The pressure within the fort, like a flood, opened the gates of it, despite the sturdily disapproving figure of a young man who stood silent under the sentry box, leaning on his Deckard. He was Colonel George Rogers Clark,[1] Commander-in-chief of the backwoodsmen of Kentucky, whose power was reenforced by that strange thing called an education. It was this, no doubt, gave him command of words when he chose to use them.
[1] It appears that Mr. Clark had not yet received the title of Colonel, though he held command.—Editor.
“Faith,” said Terence, as we passed him, “’tis a foine man he is, and a gintleman born. Wasn’t it him gathered the Convintion here in Harrodstown last year that chose him and another to go to the Virginia legislatoor? And him but a lad, ye might say. The divil fly away wid his caution! Sure the redskins is as toired as us, and gone home to the wives and childher, bad cess to thim.”
And so the first day the gates were opened we went into the fields a little way; and the next day a little farther. They had once seemed to me an unexplored and forbidden country as I searched them with my eyes from the sentry boxes. And yet I felt a shame to go with Polly Ann and Mrs. Cowan and the women while James Ray and Tom sat with the guard of men between us and the forest line. Like a child on a holiday, Polly Ann ran hither and thither among the stalks, her black hair flying and a song on her lips.
“Soon we’ll be having a little home of our own, Davy,” she cried; “Tom has the place chose on a knoll by the river, and the land is rich with hickory and pawpaw. I reckon we may be going there next week.”
Caution being born into me with all the strength of a vice, I said nothing. Whereupon she seized me in her strong hands and shook me.
“Ye little imp!” said she, while the women paused in their work to laugh at us.
“The boy is right, Polly Ann,” said Mrs. Harrod, “and he’s got more sense than most of the men in the fort.”
“Ay, that he has,” the gaunt Mrs. Cowan put in, eying me fiercely, while she gave one of her own offsprings a slap that sent him spinning.
Whatever Polly Ann might have said would have been to the point, but it was lost, for just then the sound of a shot came down the wind, and a half a score of women stampeded through the stalks, carrying me down like a reed before them. When I staggered to my feet Polly Ann and Mrs. Cowan and Mrs. Harrod were standing alone. For there was little of fear in those three.

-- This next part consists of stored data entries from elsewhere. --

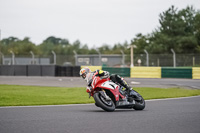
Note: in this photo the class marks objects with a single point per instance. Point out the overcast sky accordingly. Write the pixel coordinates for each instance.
(93, 22)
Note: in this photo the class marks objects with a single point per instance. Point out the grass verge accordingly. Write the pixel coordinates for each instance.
(17, 95)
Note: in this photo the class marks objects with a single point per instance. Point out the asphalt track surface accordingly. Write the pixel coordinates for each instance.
(159, 116)
(79, 82)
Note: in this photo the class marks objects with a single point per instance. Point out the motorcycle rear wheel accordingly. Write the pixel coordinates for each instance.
(103, 103)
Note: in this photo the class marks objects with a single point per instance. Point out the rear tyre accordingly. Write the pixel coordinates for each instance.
(107, 105)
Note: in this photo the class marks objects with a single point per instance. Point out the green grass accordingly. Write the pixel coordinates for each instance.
(17, 95)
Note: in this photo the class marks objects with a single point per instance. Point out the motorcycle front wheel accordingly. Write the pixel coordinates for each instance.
(107, 105)
(139, 103)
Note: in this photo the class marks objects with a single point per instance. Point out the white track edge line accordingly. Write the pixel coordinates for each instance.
(92, 103)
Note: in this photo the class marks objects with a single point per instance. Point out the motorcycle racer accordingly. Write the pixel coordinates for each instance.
(86, 74)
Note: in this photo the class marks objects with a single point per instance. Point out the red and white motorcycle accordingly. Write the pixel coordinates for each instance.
(109, 95)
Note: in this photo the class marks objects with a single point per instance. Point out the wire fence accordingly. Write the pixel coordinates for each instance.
(163, 60)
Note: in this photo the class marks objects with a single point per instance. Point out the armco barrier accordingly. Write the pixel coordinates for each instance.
(196, 72)
(20, 70)
(146, 72)
(34, 70)
(7, 70)
(176, 72)
(93, 68)
(124, 72)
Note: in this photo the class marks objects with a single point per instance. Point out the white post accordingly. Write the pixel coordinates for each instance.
(99, 57)
(123, 62)
(33, 56)
(75, 55)
(13, 57)
(147, 57)
(132, 65)
(193, 61)
(54, 57)
(174, 57)
(2, 55)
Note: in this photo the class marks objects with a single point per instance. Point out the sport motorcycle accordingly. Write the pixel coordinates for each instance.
(110, 96)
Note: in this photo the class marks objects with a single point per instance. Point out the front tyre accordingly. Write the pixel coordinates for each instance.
(105, 104)
(139, 103)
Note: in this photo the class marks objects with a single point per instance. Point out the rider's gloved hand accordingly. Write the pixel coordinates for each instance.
(88, 89)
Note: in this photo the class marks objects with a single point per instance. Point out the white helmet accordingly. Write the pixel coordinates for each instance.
(84, 72)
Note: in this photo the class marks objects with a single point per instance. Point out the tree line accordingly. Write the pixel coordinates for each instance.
(178, 30)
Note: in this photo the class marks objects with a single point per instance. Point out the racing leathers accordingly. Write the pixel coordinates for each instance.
(104, 74)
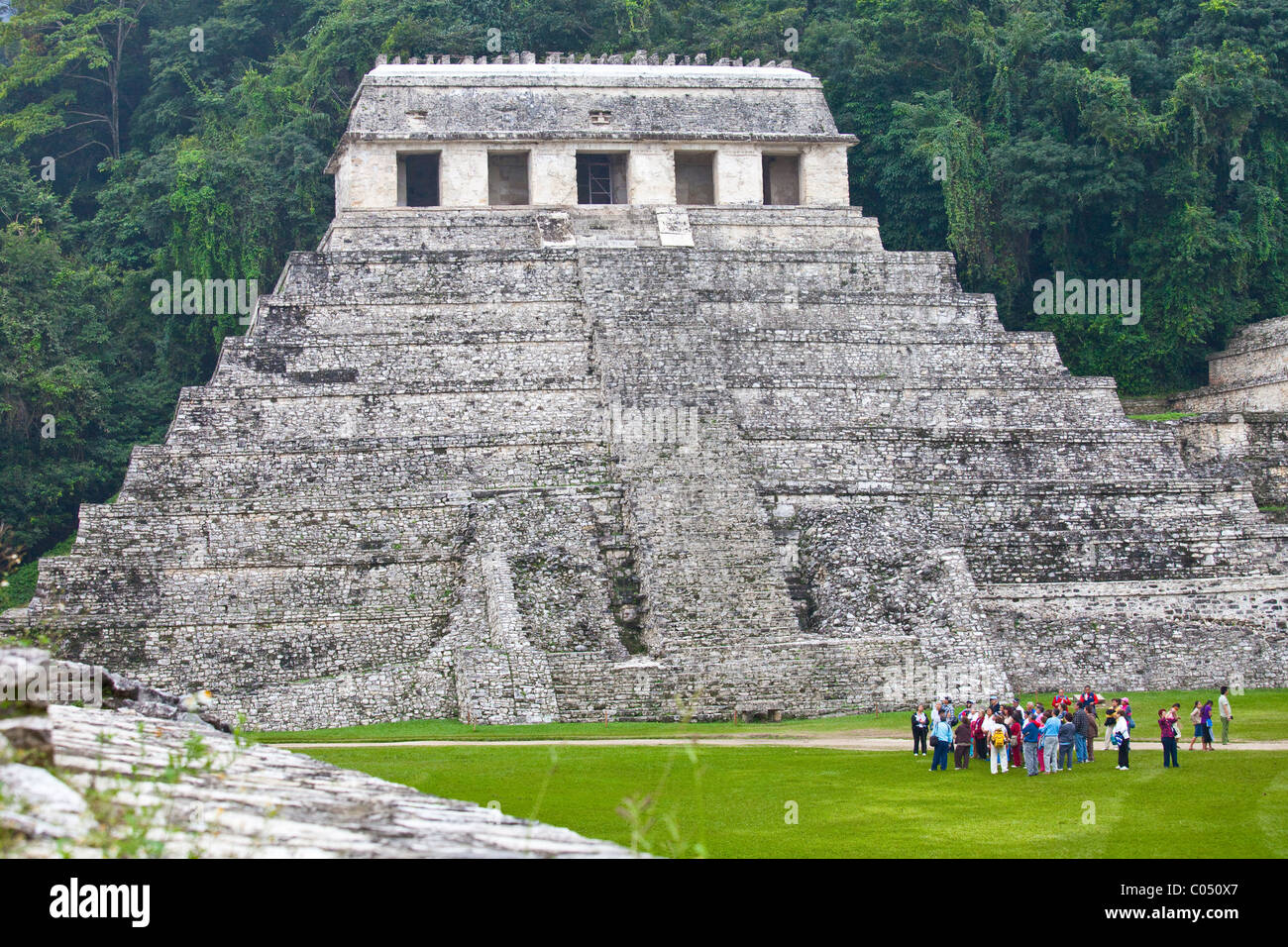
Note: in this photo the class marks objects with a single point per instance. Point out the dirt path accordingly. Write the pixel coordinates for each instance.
(814, 741)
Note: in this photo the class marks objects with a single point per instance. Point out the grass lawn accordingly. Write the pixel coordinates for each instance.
(1257, 715)
(733, 801)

“Shucks!” said Mrs. Cowan, “I reckon it’s that Jim Ray shooting at a mark,” and she began to pick nettles again.
“Vimmen is a shy critter,” remarked Swein Poulsson, coming up. I had a shrewd notion that he had run with the others.
“Wimmen!” Mrs. Cowan fairly roared. “Wimmen! Tell us how ye went in March with the boys to fight the varmints at the Sugar Orchard, Swein!”